Anpassung der sozialen Mindestsicherung RSA in Frankreich [fr]

GIF Zum 1. September 2014 sind in Frankreich die Sätze der mit dem deutschen Hartz IV vergleichbaren sozialen Mindestsicherung RSA um 2% angehoben worden.

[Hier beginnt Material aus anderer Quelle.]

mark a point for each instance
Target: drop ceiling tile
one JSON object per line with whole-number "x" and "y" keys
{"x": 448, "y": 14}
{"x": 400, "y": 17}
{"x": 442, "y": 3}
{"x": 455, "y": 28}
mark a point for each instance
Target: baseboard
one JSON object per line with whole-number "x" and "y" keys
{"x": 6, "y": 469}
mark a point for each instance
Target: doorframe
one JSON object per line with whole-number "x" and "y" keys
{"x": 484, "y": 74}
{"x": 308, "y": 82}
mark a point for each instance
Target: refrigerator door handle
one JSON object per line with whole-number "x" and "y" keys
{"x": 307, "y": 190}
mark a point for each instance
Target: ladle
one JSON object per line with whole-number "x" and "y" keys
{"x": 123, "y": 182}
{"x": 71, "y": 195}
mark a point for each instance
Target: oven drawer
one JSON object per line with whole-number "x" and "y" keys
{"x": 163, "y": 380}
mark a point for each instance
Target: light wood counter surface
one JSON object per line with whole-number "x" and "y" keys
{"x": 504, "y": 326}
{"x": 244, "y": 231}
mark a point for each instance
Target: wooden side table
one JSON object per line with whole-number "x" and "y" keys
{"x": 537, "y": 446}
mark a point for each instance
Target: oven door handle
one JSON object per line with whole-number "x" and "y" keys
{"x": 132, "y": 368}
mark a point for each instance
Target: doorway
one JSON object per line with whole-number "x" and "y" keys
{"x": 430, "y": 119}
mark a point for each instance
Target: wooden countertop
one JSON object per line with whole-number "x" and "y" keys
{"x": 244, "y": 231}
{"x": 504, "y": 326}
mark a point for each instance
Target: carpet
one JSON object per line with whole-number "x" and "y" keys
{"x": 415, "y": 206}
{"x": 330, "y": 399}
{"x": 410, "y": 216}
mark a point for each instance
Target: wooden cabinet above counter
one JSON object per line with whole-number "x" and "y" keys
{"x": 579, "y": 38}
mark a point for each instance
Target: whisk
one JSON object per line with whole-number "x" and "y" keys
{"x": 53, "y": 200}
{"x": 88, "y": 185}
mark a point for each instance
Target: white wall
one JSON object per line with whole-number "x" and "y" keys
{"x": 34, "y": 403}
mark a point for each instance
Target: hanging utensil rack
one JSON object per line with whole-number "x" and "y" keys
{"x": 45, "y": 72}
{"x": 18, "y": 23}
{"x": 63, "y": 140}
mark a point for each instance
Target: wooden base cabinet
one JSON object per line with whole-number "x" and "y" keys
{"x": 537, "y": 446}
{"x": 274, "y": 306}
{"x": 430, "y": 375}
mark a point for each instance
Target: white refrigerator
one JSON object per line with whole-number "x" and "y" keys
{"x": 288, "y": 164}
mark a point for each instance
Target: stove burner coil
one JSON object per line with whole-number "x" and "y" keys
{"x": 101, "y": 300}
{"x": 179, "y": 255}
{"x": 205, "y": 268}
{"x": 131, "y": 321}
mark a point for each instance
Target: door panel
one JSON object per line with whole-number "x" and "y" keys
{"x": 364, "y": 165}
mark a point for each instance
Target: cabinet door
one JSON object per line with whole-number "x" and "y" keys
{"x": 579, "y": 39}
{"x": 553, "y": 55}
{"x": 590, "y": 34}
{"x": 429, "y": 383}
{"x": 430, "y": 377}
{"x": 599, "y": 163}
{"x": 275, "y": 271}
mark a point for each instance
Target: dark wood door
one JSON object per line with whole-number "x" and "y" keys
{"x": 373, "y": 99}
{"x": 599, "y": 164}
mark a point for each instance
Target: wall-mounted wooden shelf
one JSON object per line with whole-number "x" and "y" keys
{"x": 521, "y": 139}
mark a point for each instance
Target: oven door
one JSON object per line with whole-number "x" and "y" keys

Diese neben der jährlichen Inflationsanpassung außerordentliche Erhöhung war Anfang 2013 als Maßnahme im Kampf gegen die Prekarität beschlossen worden. Insgesamt soll so innerhalb von 5 Jahren die Kaufkraft der Empfänger dieser Sozialleistung um 10% erhöht werden.

Ende 2013 nahmen 2,3 Mio. Haushalte mit etwa 4,5 Mio. Personen die Mindestsicherung in Anspruch.

Das RSA wird nicht an bedürftige Rentner gezahlt. Für diese gibt es mit der Solidaritätsbeihilfe ASPA die Möglichkeit der Aufstockung ihrer Bezüge auf das Niveau einer Mindestrente.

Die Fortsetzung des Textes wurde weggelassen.